# Slowly deactivating myself



## NachonCheeze (Sep 8, 2015)

Have done one trip in the last two weeks.....with no surges and the low rates I just cant justify driving, even though....for the most part...I actually enjoy it.


----------



## HERR_UBERMENSCH (Jun 3, 2016)

Same story here, opposite coast. It just isn't worth the trouble with so many drivers and so few pax. Driving 1 hour or more until I get a ping is not profitable. School will be back in soon and college kids will be back which will help a little but with the amount of drivers on the road I just don't think it will improve enough to make it worth while. Guess I will join the ranks of those who only go online during surges of 2.0 or better.


----------



## NachonCheeze (Sep 8, 2015)

Another week and did not bother to turn the app on.


----------



## Slim Pete (Nov 21, 2014)

NachonCheeze said:


> Have done one trip in the last two weeks.....with no surges and the low rates I just cant justify driving, even though....for the most part...I actually enjoy it.

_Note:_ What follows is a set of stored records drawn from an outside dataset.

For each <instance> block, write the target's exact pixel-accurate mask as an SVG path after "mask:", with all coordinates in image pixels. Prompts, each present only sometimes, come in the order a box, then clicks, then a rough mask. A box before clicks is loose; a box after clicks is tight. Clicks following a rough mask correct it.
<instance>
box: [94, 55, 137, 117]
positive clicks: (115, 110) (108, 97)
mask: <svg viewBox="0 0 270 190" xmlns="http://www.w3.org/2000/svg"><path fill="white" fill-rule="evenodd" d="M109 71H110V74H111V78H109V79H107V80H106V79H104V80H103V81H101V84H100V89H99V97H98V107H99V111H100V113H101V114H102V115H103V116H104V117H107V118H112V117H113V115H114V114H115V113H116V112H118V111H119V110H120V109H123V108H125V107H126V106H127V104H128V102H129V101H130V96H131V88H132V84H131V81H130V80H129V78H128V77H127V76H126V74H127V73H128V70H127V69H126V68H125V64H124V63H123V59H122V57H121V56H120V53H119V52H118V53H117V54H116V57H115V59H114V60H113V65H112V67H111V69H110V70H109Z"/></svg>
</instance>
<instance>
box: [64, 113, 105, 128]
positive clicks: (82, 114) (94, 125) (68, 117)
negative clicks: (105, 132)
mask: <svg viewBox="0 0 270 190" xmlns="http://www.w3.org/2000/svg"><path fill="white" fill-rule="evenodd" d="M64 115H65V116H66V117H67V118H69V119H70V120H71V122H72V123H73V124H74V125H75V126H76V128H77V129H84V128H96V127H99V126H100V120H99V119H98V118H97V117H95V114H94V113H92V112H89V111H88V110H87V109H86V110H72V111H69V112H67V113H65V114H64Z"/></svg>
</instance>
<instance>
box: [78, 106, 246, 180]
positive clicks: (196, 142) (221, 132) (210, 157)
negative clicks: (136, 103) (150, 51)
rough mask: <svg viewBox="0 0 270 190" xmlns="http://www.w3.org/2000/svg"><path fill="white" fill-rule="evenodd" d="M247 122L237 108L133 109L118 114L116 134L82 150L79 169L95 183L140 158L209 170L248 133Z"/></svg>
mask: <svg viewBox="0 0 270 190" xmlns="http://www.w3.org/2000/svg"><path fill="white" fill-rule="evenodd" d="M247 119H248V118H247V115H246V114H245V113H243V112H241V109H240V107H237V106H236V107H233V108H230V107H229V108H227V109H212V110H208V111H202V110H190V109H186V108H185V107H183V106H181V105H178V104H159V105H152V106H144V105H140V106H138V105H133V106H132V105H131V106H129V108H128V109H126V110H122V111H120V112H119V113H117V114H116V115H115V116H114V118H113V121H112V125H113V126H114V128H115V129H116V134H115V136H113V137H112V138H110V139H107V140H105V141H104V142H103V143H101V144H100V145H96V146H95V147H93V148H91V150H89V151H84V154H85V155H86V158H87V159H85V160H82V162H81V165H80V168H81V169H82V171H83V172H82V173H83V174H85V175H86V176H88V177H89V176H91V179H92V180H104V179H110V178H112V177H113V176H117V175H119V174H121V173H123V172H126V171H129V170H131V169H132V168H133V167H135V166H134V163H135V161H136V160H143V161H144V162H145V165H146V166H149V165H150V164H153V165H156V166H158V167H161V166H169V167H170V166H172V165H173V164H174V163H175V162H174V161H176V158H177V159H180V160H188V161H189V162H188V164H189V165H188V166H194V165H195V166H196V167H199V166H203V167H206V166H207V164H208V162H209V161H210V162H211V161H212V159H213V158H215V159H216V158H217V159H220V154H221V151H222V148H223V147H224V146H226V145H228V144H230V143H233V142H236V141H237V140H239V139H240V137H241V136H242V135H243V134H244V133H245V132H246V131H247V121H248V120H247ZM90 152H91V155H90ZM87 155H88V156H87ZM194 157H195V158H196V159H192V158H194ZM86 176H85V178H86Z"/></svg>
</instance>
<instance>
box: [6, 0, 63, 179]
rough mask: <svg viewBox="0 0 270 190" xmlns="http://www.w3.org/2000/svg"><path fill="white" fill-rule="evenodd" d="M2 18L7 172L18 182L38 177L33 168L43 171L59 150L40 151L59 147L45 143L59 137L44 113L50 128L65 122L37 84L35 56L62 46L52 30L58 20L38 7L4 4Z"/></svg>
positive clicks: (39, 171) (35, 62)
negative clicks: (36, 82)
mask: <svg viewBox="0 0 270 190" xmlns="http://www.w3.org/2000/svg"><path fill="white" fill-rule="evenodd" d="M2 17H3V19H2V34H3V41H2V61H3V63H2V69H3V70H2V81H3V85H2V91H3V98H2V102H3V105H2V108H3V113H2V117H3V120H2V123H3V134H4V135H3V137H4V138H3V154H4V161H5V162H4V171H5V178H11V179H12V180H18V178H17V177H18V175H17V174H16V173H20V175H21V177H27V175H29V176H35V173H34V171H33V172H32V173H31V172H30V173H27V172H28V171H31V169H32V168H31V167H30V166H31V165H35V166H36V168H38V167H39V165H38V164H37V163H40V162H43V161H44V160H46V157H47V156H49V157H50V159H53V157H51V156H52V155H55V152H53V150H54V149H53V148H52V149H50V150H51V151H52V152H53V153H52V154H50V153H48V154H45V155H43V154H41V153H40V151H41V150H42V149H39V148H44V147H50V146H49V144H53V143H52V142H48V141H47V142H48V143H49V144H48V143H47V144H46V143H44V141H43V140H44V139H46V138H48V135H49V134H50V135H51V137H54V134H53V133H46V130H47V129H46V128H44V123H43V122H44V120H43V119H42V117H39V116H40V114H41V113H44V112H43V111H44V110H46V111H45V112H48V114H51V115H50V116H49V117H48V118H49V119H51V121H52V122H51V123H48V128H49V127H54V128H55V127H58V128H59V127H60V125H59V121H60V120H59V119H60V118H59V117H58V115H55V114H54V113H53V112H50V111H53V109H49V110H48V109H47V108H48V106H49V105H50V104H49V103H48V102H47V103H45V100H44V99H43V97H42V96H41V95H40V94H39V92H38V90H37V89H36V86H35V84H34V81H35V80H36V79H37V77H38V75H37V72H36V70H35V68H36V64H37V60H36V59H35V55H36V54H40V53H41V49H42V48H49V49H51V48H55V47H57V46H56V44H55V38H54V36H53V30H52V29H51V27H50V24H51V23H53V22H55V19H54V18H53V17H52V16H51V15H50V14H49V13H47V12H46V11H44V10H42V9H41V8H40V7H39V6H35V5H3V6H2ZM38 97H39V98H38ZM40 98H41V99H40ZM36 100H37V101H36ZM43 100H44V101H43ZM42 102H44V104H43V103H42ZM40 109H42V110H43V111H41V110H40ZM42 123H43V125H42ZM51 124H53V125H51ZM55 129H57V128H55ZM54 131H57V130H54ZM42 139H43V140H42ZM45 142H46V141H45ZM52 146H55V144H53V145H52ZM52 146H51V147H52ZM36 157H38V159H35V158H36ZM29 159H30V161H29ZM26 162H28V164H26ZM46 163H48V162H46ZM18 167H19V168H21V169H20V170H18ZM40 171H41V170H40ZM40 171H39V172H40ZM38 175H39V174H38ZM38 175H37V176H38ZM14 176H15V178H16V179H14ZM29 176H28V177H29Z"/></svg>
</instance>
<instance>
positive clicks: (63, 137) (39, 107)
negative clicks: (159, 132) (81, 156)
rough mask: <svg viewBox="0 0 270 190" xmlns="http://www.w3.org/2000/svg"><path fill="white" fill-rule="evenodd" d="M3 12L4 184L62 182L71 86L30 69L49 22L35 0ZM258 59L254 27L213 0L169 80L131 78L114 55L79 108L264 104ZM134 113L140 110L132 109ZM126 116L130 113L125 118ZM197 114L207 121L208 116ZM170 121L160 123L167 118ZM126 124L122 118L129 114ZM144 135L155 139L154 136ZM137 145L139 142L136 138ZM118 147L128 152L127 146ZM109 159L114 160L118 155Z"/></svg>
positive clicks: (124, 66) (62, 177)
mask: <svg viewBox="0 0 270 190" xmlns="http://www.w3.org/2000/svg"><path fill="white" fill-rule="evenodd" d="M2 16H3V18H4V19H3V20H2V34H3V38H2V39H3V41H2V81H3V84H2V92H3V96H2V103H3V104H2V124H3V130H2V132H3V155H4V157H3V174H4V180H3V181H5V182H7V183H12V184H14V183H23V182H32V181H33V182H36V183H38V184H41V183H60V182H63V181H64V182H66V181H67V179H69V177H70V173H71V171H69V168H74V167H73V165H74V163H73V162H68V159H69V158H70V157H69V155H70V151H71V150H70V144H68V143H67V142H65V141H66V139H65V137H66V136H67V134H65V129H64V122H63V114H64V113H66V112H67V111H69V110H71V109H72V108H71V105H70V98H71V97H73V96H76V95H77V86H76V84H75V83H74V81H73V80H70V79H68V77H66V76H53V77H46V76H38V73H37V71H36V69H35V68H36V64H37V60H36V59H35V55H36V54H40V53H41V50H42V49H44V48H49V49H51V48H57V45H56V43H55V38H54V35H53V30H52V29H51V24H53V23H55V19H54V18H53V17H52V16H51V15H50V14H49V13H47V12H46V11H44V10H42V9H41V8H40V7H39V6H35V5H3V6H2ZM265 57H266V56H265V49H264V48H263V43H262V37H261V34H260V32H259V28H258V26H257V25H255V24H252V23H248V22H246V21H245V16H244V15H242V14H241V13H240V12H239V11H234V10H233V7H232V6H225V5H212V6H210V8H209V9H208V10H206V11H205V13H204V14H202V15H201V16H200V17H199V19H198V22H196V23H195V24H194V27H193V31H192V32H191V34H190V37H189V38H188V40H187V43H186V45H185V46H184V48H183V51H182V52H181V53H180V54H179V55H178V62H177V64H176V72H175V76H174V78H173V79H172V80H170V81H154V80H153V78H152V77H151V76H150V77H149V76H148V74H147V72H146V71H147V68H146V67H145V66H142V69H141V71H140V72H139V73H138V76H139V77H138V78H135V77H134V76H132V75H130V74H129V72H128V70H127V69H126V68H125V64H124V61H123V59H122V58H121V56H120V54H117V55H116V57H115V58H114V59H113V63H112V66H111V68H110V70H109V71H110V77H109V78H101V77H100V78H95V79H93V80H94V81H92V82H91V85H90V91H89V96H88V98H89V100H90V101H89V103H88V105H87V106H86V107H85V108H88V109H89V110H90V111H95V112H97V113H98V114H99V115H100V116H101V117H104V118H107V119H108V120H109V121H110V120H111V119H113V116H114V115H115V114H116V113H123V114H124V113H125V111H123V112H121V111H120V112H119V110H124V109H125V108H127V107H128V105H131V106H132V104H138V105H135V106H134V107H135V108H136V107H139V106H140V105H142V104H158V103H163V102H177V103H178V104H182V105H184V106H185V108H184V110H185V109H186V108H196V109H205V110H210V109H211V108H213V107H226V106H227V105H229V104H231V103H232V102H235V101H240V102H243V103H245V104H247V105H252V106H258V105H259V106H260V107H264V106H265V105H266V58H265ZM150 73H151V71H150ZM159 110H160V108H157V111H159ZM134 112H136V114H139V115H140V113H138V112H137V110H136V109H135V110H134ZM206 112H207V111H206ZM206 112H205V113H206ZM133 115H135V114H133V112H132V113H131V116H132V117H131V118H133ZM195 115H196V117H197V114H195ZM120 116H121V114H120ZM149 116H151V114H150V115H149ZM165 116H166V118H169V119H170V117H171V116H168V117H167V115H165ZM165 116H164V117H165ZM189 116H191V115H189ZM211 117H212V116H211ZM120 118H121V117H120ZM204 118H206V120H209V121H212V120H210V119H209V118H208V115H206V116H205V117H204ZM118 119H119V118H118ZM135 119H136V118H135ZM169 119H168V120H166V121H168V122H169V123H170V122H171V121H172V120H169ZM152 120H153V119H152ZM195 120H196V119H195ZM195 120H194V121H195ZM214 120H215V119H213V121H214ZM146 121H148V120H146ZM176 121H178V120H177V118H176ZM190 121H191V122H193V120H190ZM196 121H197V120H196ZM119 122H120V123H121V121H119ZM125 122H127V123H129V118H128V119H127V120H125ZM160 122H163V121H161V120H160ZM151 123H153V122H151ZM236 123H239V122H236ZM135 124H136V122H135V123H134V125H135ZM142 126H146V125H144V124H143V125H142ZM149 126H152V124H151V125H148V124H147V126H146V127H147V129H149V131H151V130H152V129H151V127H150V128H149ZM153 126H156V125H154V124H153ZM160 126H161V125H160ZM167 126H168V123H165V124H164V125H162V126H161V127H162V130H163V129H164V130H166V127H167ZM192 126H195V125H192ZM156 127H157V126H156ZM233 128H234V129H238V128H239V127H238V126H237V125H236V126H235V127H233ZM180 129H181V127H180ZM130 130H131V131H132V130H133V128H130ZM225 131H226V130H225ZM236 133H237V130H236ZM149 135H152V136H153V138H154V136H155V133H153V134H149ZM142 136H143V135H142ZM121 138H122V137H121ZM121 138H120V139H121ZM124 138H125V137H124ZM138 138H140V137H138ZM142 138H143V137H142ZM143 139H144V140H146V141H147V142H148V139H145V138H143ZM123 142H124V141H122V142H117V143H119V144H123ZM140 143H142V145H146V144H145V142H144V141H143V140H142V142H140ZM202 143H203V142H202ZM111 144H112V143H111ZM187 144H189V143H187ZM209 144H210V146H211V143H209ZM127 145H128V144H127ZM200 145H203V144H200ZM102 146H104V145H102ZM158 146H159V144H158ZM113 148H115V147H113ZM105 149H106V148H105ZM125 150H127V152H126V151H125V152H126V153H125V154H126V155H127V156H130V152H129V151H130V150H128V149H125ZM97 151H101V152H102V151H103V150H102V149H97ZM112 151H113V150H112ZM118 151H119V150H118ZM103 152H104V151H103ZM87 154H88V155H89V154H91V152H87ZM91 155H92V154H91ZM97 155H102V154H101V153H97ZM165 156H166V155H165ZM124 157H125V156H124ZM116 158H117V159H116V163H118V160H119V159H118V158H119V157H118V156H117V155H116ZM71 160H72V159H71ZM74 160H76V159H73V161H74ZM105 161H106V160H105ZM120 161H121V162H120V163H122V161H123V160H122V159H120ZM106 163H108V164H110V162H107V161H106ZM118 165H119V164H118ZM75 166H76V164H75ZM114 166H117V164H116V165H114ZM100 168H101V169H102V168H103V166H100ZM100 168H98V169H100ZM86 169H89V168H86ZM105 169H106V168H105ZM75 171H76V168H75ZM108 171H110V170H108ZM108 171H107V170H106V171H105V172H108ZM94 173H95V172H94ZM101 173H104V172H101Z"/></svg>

don't you feel the destination filter thing is worth it?


----------



## SurgeWarrior (Jun 18, 2016)

HERR_UBERMENSCH said:


> Same story here, opposite coast. It just isn't worth the trouble with so many drivers and so few pax. Driving 1 hour or more until I get a ping is not profitable. School will be back in soon and college kids will be back which will help a little but with the amount of drivers on the road I just don't think it will improve enough to make it worth while. Guess I will join the ranks of those who only go online during surges of 2.0 or better.


welcome to the dark side!


----------



## NachonCheeze (Sep 8, 2015)

Slim Pete said:


> don't you feel the destination filter thing is worth it?


I carpool with my wife so I dont get to use.


----------